Me he vuelto a colar en un despacho. En el del decano de la Facultad de Filosofía (y Ciencias de la Educación) de la Universitat de València. Bueno, no me he colado. Digamos que no tenía pensado entrar. Ni había pedido cita. En fin que pasaba por ahí, vi la puerta abierta, di los buenos días y el decano se levantó de la butaca para que tomara asiento frente a la suya.

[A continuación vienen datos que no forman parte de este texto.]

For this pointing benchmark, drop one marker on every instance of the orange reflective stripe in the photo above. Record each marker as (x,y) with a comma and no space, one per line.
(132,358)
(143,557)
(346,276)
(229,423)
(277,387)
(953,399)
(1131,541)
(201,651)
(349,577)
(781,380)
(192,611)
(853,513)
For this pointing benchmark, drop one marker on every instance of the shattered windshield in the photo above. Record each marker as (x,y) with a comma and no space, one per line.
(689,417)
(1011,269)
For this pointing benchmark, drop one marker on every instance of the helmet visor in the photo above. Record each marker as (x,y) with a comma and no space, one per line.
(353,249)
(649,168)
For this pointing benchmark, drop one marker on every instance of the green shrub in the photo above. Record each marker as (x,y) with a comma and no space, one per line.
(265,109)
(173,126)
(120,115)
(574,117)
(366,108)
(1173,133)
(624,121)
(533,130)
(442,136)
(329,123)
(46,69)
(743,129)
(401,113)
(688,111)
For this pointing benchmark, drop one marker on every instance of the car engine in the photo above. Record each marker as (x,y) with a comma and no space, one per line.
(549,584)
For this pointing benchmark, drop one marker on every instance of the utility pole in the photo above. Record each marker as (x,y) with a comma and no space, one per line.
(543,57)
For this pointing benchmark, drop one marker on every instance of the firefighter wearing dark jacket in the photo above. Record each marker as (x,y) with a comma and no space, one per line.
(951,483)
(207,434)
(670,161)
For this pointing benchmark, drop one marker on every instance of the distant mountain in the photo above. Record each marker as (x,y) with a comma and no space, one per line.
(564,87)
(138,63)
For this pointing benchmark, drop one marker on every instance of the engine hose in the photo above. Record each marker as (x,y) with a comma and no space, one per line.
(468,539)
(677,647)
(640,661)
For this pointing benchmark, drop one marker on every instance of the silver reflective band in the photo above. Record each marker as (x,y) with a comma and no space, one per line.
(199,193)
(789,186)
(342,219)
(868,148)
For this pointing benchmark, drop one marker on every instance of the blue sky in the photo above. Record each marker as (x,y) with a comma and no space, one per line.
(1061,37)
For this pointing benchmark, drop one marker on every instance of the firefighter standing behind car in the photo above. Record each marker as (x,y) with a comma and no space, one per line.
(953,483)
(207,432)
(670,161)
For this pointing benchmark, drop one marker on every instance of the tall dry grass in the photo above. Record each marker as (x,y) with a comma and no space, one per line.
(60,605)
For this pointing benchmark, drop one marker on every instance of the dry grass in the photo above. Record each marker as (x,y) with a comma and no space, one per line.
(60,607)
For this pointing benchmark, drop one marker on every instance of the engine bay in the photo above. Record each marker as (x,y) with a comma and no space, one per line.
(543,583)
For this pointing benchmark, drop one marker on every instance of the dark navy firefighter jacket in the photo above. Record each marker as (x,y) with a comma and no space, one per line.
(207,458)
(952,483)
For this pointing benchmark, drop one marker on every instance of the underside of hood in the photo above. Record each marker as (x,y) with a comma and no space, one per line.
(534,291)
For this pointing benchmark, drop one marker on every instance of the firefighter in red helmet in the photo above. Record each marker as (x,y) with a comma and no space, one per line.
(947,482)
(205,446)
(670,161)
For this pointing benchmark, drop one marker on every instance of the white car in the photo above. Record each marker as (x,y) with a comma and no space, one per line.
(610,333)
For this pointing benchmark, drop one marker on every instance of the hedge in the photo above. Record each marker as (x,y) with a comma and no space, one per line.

Dejé mi bandolera y el casco de la moto en el sofá de la entrada. Avanzamos a la par, y nos sentamos.
_Pues usted dirá.
¿Diré el qué? Yo no tenía prevista charla alguna. El que suscribe había ido a recoger unas fotocopias y ya está. Ocurre que la curiosidad del periodista hace que muchas veces uno husmee por pasillos, escaleras y plantas sin rumbo alguno. El caso es que vi una puerta abierta de la primera planta. Al lado, el cartel: Decano. Ni me fijé en el nombre. De hecho, lo tuve que mirar al irme para completar este artículo. Un hombre, al fondo, centraba su atención frente al ordenador. Esquinado, junto a un enorme ventanal que da al patio de entrada de Blasco Ibáñez. Yo me atreví a atravesar el umbral del despacho y arrojé un alegre "Buenos días".
El decano se giró. Me miró. No me reconocería. Ni yo a él. No nos conocíamos. Ni sabíamos como se llamaba cada uno. Sonrío y luego vino lo que sigue.
Charlamos de educación, de filosofía, del precio de las matrículas, de la política educativa actual y de la que puede venir, de la rebeldía de los alumnos y el comportamiento de los profesores. A veces uno se reclinaba sobre la butaca. Otras, apoyaba los brazos sobre la mesa. Debíamos llevar unos buenos 45' cuando entendí que quizá estaba abusando de su hospitalidad. Me despedí muy agradecido.
Jesús Alcolea hizo lo que yo creo que deben hacer las iglesias y las bibliotecas de todo el mundo: mantener sus puertas siempre abiertas para que cualquiera pueda entrar y reflexionar.